Essa coisa de estar nos lugares e não se ver representada, ou pior, de estar nos lugares e ser invisibilizada, infelizmente está na nossa história e ancestralidade. A historiadora Iraneide Soares me conta então algo que vira uma chave de perspicácia na minha mente. Ela conta que no período  colonial as mulheres brancas só tinham acesso a espaços privados, e só podiam ir aos espaços públicos acompanhadas, seja por algum familiar ou por outra mulher, a negra mucama, ao contrário disso, as mulheres negras saíam e eram obrigadas a desempenhar as mais diversas funções, – lembrando que ela não era tratada como mulher – mas, ao mesmo tempo, ela aprendeu a lidar com os espaços da rua, da casa, da roça, muito cedo.

 

Ela continua dizendo que na história do Brasil e do Movimento Negro nacional que se constitui da luta e resistência, nós mulheres negras estávamos a frente, desde a Irmandades de santo, onde fomos protagonistas, isso nos anos de 1600, a exemplo das Mulheres da Boa Morte e tantas outras irmandades criadas pelo Brasil. “No processo de alfabetização também, entendemos que houve uma superação, pois a essa mulher que não era permitido estudar, acompanhava a sinhazinha nas aulas e, ouvia e aprendia e ensinava as outras, através do letramento, temos o exemplo da Esperança Garcia no Piauí, hoje considerada a primeira advogada negra do Brasil, que escreveu uma carta em 1770, aos 19 anos, escravizada. “Então as mulheres negras escravizadas tinham esse acesso tanto à casa, quanto à rua e à roça, e elas refletiam e aprendiam com essas experiências”, afirma a professora.
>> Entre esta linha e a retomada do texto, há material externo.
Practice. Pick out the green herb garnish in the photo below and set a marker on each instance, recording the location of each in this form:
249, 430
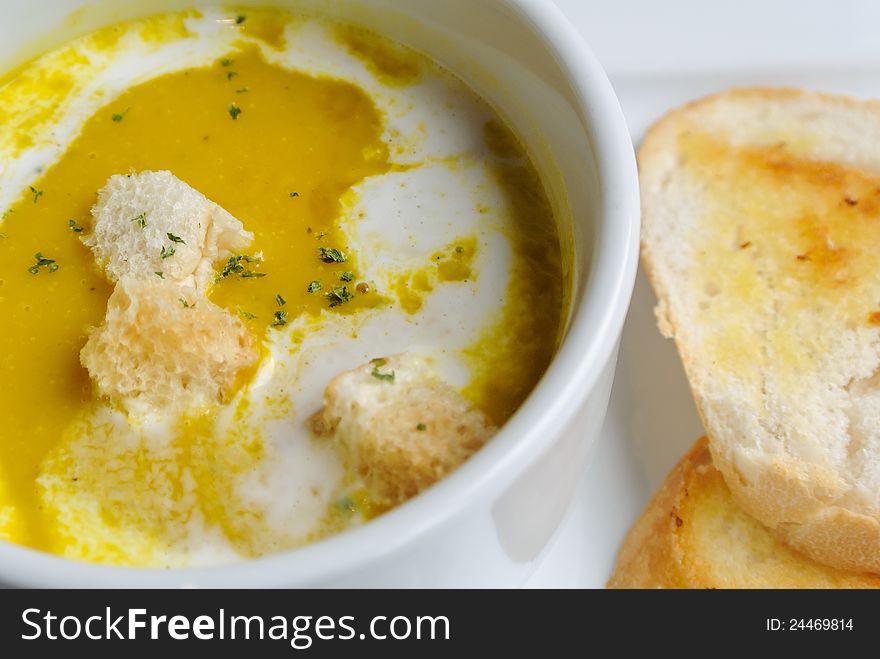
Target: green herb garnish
376, 373
330, 255
42, 262
339, 295
346, 505
235, 266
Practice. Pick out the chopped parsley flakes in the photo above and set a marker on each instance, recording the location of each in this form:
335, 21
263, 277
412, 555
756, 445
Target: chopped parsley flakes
338, 296
235, 266
42, 262
376, 373
346, 505
330, 255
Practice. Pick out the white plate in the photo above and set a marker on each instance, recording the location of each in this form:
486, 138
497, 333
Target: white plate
659, 56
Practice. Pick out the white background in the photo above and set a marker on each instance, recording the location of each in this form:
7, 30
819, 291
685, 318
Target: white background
660, 54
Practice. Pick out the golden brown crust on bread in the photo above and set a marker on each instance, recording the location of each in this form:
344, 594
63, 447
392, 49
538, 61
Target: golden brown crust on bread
824, 506
694, 535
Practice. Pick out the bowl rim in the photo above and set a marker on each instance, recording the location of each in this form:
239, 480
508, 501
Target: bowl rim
590, 343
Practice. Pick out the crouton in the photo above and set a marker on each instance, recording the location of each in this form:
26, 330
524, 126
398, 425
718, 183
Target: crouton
401, 428
163, 345
153, 222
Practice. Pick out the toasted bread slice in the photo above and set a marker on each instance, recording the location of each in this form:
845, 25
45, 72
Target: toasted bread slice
694, 535
761, 230
401, 427
162, 346
152, 222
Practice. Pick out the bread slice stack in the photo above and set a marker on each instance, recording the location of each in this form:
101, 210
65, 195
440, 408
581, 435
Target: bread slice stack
761, 237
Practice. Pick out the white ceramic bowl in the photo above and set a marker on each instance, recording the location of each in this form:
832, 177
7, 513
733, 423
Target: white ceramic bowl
487, 523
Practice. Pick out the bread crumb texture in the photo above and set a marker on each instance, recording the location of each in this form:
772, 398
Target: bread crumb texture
761, 232
401, 427
694, 535
152, 222
165, 346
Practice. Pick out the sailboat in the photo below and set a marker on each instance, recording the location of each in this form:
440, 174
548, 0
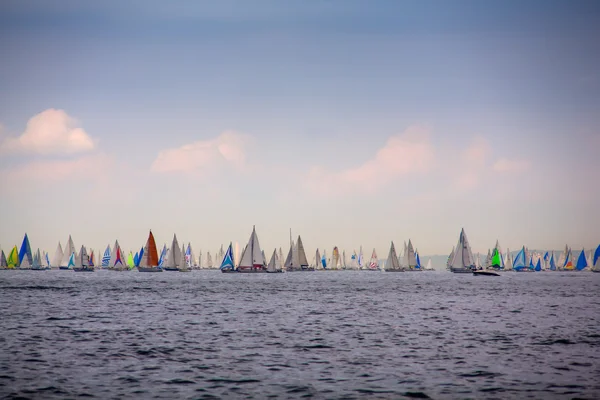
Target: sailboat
496, 261
149, 261
163, 257
83, 262
37, 261
462, 261
227, 265
336, 263
252, 260
596, 260
552, 263
581, 261
296, 259
519, 264
106, 258
429, 267
58, 255
374, 262
274, 265
392, 264
3, 262
184, 263
410, 259
568, 263
117, 259
68, 252
13, 259
25, 256
174, 256
449, 260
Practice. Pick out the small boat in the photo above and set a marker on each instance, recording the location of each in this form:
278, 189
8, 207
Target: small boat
184, 262
3, 262
227, 265
25, 255
173, 256
149, 261
374, 262
67, 253
462, 259
83, 262
274, 265
13, 259
596, 260
392, 264
252, 260
58, 255
485, 272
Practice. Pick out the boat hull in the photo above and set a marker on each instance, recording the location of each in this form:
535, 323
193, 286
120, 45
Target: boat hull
149, 269
461, 270
485, 273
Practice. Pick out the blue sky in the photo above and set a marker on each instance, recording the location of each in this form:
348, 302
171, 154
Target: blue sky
351, 122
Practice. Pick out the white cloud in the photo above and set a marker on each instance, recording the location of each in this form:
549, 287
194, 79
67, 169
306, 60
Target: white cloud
506, 165
50, 132
403, 154
228, 150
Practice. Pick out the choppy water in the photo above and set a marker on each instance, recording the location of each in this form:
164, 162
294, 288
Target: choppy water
298, 335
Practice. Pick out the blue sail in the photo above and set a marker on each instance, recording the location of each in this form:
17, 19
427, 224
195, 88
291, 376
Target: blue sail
519, 262
106, 257
163, 255
140, 256
581, 261
25, 251
227, 263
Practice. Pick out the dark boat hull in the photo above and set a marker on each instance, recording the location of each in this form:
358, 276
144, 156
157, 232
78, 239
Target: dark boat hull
149, 269
485, 273
461, 270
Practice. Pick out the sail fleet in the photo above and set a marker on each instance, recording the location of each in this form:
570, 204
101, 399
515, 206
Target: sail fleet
252, 259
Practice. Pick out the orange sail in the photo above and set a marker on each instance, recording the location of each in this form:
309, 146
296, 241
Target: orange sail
152, 252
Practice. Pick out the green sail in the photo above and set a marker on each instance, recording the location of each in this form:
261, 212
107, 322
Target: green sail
496, 261
13, 258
É dessa mulher que estamos falando!

 

A professora Iraneide relata que em sua caminhada acadêmica entre a graduação e o doutorado, apesar do apoio, sempre ouviu falas em que não havia encorajamento para o estudo. Os conselhos eram envoltos pelas palavras, casamento e filhos. Apesar disso, ela sempre continuava a estudar e pregava seus diplomas na parede da sala da casa de sua mãe, e a partir dessa ação, suas irmãs passaram a terminar o ensino médio e ingressar num curso de graduação, consequentemente seus sobrinhos estão tomando o mesmo rumo.

 

“É dessa mulher que estamos falando! De uma mulher com experiência, com vivências que me representam, e é disso que eu sinto falta no governo Lula. Sinto falta de uma sensibilidade que o governo precisa ter na hora de elaborar políticas públicas. Sinto falta  de um olhar sensível e necessário para direcionar e dar conta dessa agenda social que é o Brasil.” Conclui a professora Iraneide Soares.